With the shipment of six captive bears to Colorado this week, state wildlife officials say they’ve all but stopped the cruel practice of bear baying in South Carolina – a mountain tradition that is at the center of a criminal investigation.
The S.C. Department of Natural Resources hauled the six bears to a 720-acre wildlife preserve near Denver after their owners turned over the animals Monday.
The black bears are believed to be the last ones in South Carolina that have been used at baying events. At these secretive events, people watch dogs harass and attack captive bears to train the canines for hunting season. In some cases, bears have been defanged and their claws dulled so they can’t fight back, wildlife officials say.
“This pretty much will effectively take bear baying off the table,’’ DNR spokesman Robert McCullough said. “There won’t be anybody left with a bear that is usable for baying.’’
Baying events remain legal in South Carolina, unlike other states, but in the past 10 years, the state has banned possession of captive bears by private citizens. Those who already had captive bears were allowed to keep them. But wildlife officials knew the animals would eventually die off or no longer be used for baying, which would eventually stop the practice.
McCullough said he knows of two other privately owned bears in the Upstate, but the agency is confident the animals won’t be used for baying. A handful of other bears are in zoos and such places, he said. Baying is a long-used way of training dogs in the South Carolina mountains, where the state has a limited bear-hunting season in late October. Baying supporters say the events are not cruel.
Three of the bears sent to Colorado came from a Greenville County man who pleaded to a misdemeanor charge of mistreating animals. Giving up the bears was part of a plea agreement. The other three animals came from a Spartanburg County man who has been under scrutiny by the DNR, officials said. McCullough declined to name the man.
The DNR’s investigation, so far, has resulted in the arrest of a dozen people on various bear-hunting and cruelty charges. The probe has been going on for four years.
The six black bears given up by their owners went to the Wild Animal Sanctuary in Keenesburg, Colo., the DNR said in a news release Friday. The animals range in age from 7 to 23 years old.
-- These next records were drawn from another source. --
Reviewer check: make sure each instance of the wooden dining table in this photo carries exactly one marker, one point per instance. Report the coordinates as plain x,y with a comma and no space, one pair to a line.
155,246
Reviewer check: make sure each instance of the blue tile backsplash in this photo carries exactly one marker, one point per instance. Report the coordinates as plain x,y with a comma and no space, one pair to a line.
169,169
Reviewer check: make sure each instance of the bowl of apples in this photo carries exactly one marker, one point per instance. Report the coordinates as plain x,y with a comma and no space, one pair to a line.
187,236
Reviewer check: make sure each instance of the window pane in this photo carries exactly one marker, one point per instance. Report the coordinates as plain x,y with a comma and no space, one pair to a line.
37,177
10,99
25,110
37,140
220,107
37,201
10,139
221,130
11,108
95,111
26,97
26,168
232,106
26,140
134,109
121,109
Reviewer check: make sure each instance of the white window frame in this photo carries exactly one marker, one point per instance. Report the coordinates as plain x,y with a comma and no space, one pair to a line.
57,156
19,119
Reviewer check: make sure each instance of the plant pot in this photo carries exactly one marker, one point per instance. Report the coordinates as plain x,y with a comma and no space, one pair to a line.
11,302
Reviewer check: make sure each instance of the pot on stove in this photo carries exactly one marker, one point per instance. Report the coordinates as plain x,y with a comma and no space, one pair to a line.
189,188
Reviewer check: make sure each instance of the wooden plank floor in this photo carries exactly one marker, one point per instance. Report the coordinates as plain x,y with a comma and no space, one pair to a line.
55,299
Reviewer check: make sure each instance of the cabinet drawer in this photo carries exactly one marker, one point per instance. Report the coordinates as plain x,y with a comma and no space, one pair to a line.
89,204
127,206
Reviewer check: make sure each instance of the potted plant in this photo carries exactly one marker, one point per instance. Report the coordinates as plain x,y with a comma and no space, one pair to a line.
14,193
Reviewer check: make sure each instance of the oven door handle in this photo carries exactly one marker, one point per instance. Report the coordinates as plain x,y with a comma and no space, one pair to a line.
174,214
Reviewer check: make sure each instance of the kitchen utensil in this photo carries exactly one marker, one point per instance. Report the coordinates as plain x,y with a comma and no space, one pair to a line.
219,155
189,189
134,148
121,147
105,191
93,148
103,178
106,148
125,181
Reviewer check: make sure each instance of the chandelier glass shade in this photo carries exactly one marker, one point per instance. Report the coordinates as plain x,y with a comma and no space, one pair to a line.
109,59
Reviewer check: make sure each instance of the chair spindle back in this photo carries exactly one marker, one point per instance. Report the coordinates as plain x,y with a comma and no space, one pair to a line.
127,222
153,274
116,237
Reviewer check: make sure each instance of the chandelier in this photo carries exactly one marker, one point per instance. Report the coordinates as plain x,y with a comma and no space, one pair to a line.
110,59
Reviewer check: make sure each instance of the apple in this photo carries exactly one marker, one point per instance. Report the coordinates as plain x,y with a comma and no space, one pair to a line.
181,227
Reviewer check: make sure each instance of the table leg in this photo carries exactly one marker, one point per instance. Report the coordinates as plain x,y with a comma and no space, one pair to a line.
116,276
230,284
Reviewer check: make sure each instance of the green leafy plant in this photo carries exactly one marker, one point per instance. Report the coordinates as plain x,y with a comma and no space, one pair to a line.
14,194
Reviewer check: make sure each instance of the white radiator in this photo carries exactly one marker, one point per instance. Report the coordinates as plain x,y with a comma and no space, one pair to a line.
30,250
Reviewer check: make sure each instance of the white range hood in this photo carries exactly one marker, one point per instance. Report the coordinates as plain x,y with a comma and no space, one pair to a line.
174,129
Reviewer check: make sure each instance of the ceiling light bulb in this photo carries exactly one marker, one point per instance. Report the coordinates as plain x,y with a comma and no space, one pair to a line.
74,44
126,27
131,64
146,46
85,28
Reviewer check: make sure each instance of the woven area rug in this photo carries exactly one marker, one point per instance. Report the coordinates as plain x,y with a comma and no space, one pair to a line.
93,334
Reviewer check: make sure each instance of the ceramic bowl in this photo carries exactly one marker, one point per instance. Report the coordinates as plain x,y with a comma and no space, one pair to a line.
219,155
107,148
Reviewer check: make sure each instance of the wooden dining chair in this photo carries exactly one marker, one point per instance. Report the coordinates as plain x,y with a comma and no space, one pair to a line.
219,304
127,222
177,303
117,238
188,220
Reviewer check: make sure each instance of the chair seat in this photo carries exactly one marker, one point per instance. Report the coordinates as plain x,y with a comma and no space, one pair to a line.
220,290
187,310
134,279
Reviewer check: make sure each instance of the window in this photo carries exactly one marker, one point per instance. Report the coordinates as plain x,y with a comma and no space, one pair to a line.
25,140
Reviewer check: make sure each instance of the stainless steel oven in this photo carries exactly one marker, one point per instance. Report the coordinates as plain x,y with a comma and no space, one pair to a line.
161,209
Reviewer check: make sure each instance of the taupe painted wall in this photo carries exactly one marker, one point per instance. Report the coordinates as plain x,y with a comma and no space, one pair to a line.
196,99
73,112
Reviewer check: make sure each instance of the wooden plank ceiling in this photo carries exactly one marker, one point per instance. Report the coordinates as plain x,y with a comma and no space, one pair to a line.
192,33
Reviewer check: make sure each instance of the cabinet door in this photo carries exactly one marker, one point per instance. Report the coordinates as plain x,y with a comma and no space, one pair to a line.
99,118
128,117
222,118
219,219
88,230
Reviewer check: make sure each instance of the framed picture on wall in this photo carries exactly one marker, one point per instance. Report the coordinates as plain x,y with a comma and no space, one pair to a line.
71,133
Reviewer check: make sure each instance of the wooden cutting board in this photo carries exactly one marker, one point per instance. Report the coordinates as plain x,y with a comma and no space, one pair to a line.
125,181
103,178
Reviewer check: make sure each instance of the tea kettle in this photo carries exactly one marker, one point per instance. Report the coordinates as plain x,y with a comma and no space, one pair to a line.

“These bears will be as close to living in the wild as possible,” the agency’s release said, quoting Pat Craig, director of the Colorado sanctuary.
“We have them in small enclosures now, but in a few days they will be released into a 10-acre habitat that is very much a natural environment, where bears could even hibernate during the winter.”
The Wild Animal Sanctuary has some 300 large animals in its care.